Stonemirror

ThistleWeb's picture

As BP's boss Tony Hayward is grilled by US Congressional Comittee the results are all too predictable. You'd think Tony Hayward was a politician, with the skills he;'s shown at evading responsibility and dodging questions. It seems however that the politicians grilling him are understandably a tad annoyed at this behaviour. The problem is this; they (the politicians) spend their ENTIRE POLITICAL CAREERS doing the very same.

Lie, deceive, cheat, dodge, pass the buck are all just tools of the trade for politicians, all for self interest. Tony Hawyard is just doing what they do, and they don't like it. Perhaps someone should update the dictionaries politicians have access to to include the term "hypocrite". If they were even remotely honest, this would be a perfect lesson in how their voters see them, and how the voters get the EXACT same treatment from them as Tony Hayward is giving them.

They know all this of course, politicians are not stupid, they are very smart at manipulating the system and the voters for their own gain. Still, it's hard to be too hard on someone when you do the same thing for a living.
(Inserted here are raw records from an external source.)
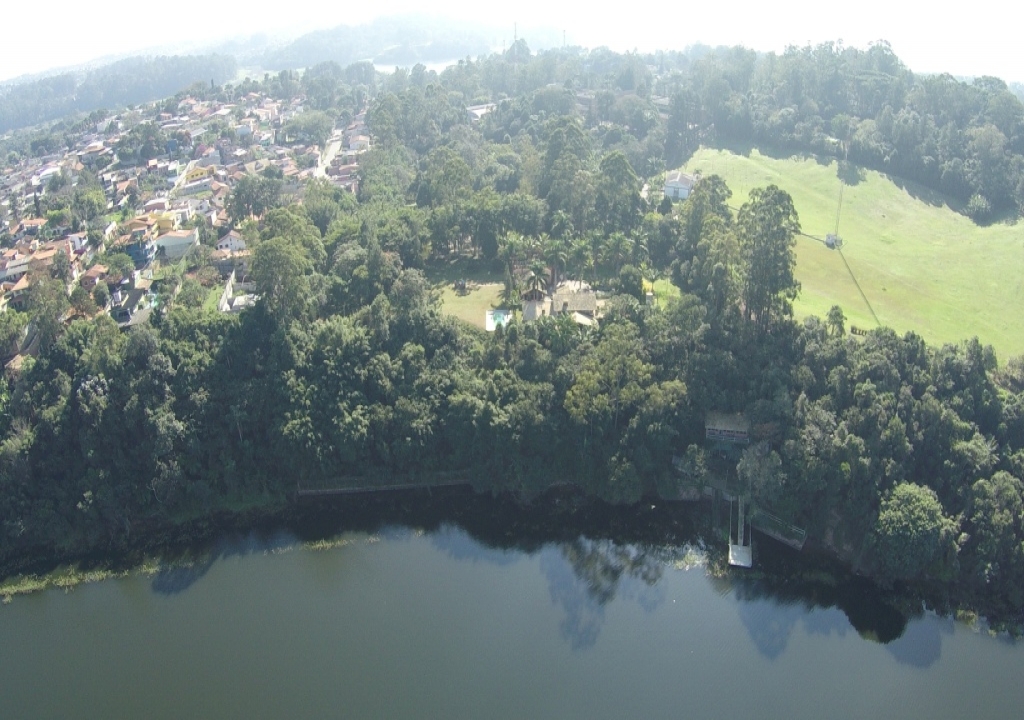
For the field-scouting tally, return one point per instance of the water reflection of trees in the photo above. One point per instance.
(586, 575)
(183, 567)
(592, 553)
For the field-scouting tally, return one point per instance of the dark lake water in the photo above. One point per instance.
(433, 624)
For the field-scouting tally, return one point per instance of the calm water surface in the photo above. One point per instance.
(412, 625)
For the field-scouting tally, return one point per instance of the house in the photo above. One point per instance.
(200, 172)
(477, 112)
(535, 304)
(139, 246)
(582, 304)
(357, 143)
(679, 184)
(92, 277)
(176, 244)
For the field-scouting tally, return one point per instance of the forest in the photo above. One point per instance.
(903, 459)
(127, 82)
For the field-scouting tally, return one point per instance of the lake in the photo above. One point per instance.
(402, 623)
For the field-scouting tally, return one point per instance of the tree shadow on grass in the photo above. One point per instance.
(849, 173)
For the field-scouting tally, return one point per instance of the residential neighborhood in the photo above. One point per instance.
(153, 183)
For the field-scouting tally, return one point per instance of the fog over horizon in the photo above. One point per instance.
(961, 44)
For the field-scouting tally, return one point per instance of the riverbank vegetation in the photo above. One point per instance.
(901, 457)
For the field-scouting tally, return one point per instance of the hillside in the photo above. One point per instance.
(922, 266)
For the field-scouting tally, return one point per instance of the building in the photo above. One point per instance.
(176, 244)
(678, 184)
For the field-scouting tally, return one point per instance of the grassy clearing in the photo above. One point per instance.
(923, 266)
(483, 294)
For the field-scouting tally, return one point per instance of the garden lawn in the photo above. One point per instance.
(483, 294)
(922, 266)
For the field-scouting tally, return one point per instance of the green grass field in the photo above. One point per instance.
(922, 266)
(484, 290)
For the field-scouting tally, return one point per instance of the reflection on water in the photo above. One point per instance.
(591, 554)
(183, 569)
(921, 643)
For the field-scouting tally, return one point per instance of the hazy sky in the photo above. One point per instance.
(977, 38)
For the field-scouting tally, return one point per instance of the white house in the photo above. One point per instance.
(679, 184)
(177, 243)
(231, 242)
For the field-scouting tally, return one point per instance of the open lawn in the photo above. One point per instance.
(483, 290)
(922, 266)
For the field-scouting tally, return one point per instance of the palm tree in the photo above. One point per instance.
(556, 253)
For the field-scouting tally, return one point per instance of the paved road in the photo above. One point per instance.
(325, 163)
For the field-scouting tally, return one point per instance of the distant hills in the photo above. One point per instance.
(130, 81)
(387, 41)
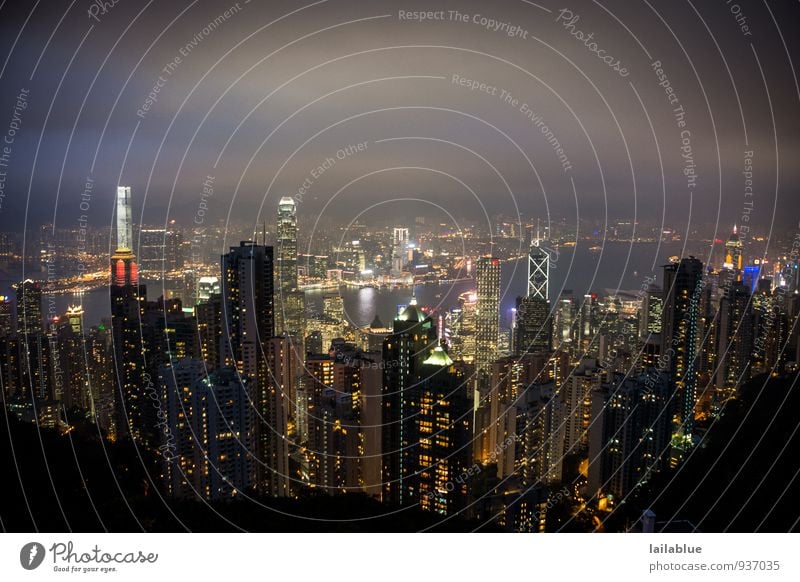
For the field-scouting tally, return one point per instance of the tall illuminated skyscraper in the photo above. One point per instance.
(404, 350)
(399, 247)
(680, 325)
(247, 326)
(134, 411)
(733, 256)
(290, 301)
(538, 270)
(487, 313)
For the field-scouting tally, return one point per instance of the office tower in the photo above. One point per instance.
(680, 326)
(247, 306)
(290, 301)
(284, 364)
(286, 259)
(207, 431)
(29, 308)
(629, 437)
(538, 270)
(399, 250)
(208, 314)
(534, 326)
(208, 287)
(650, 312)
(134, 410)
(6, 316)
(247, 326)
(151, 251)
(563, 320)
(333, 307)
(733, 258)
(750, 276)
(167, 333)
(771, 349)
(314, 343)
(411, 341)
(586, 328)
(495, 423)
(487, 313)
(734, 341)
(441, 432)
(101, 377)
(459, 332)
(576, 395)
(345, 395)
(75, 318)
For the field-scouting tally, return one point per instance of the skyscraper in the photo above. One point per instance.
(734, 345)
(399, 247)
(629, 434)
(207, 432)
(538, 270)
(441, 416)
(534, 326)
(290, 301)
(487, 314)
(247, 326)
(134, 410)
(733, 257)
(680, 325)
(411, 341)
(29, 307)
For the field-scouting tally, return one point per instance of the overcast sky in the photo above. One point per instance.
(259, 97)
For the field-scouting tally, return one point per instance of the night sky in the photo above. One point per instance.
(258, 97)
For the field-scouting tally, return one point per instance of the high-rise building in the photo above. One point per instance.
(247, 326)
(733, 257)
(734, 345)
(290, 302)
(411, 341)
(283, 363)
(75, 318)
(441, 432)
(399, 250)
(29, 307)
(680, 325)
(563, 320)
(534, 326)
(487, 313)
(6, 316)
(134, 410)
(650, 314)
(538, 270)
(629, 436)
(207, 431)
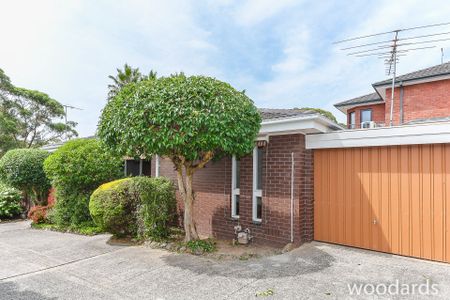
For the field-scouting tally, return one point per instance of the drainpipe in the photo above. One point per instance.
(401, 102)
(157, 166)
(292, 197)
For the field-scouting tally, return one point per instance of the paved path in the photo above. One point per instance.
(37, 264)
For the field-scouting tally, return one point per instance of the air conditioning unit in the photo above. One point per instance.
(369, 124)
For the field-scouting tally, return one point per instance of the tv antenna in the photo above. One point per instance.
(390, 50)
(66, 107)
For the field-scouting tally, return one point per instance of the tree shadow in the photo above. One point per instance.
(10, 290)
(304, 260)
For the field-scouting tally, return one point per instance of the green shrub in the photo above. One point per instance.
(113, 207)
(23, 170)
(137, 206)
(208, 245)
(157, 208)
(9, 201)
(76, 169)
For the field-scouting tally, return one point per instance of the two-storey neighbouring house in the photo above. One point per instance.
(420, 96)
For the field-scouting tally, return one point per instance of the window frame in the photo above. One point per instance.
(361, 114)
(235, 190)
(257, 193)
(351, 124)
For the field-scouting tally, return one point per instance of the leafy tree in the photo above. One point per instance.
(76, 169)
(323, 112)
(126, 76)
(190, 120)
(23, 169)
(27, 118)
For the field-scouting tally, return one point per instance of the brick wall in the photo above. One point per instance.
(378, 114)
(212, 207)
(420, 101)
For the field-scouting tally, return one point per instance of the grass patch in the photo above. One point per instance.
(86, 229)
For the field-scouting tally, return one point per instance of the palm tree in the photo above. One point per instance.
(128, 75)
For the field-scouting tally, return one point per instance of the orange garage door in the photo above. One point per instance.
(393, 199)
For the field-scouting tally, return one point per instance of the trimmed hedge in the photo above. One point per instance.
(23, 169)
(76, 169)
(137, 206)
(10, 199)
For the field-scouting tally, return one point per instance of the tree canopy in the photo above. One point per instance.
(178, 116)
(124, 77)
(323, 112)
(190, 120)
(29, 118)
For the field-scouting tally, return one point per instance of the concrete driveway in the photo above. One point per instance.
(38, 264)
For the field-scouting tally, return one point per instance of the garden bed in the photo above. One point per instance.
(83, 230)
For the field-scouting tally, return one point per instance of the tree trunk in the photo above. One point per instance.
(189, 225)
(187, 195)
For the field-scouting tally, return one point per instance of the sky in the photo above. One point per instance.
(281, 52)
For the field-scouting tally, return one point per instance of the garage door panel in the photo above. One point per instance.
(416, 209)
(391, 199)
(426, 201)
(437, 204)
(447, 202)
(404, 188)
(385, 221)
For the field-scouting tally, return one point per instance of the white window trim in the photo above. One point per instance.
(234, 191)
(256, 192)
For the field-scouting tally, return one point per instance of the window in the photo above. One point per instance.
(258, 154)
(366, 115)
(137, 167)
(352, 120)
(235, 189)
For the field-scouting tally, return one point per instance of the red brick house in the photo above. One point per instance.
(420, 96)
(269, 191)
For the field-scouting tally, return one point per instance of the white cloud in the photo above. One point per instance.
(67, 49)
(252, 12)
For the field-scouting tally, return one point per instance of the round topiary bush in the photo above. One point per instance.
(9, 201)
(113, 207)
(137, 206)
(23, 170)
(76, 169)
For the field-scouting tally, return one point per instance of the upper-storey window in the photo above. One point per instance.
(352, 120)
(137, 167)
(366, 115)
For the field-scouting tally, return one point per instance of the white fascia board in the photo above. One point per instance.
(308, 124)
(431, 133)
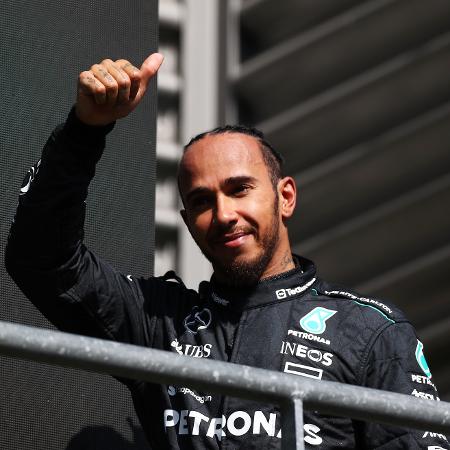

BP should be dragged over the coals for the oil spill. Just as other multi-nationals should be dragged over the coals for similar incidents around the world, which rarely happens. All too often you see a US based multinational destroy local lives and livelihoods in the developing world, and escape justice or restitution by paying off some local officials and insisting that they have broken no local laws, and can't be held to account in the US. Again a dictionary lacking the term "hypocrite" may be at fault.

 I note that to appeal to the US voters, they're not impressed with BP's handling of the spill, how they have seemingly ignored safety advice and favoured profit over quality. They also don't trust BP to handle claims promptly, and want BP to set aside money that a third party handles to ensure claims are paid promptly.

Again the difference is remarkable between what multinationals are forced to do when it's US nationals (voters) livelihoods at stake, and US based multinationals responsible for incidents outside of the US (non-voters). Maybe the handling of BP should become a template for US based multinationals (donators to US politicians election campaigns) who are negligent overseas, enforced by US politicians, on behalf of those (outside the US) most in need.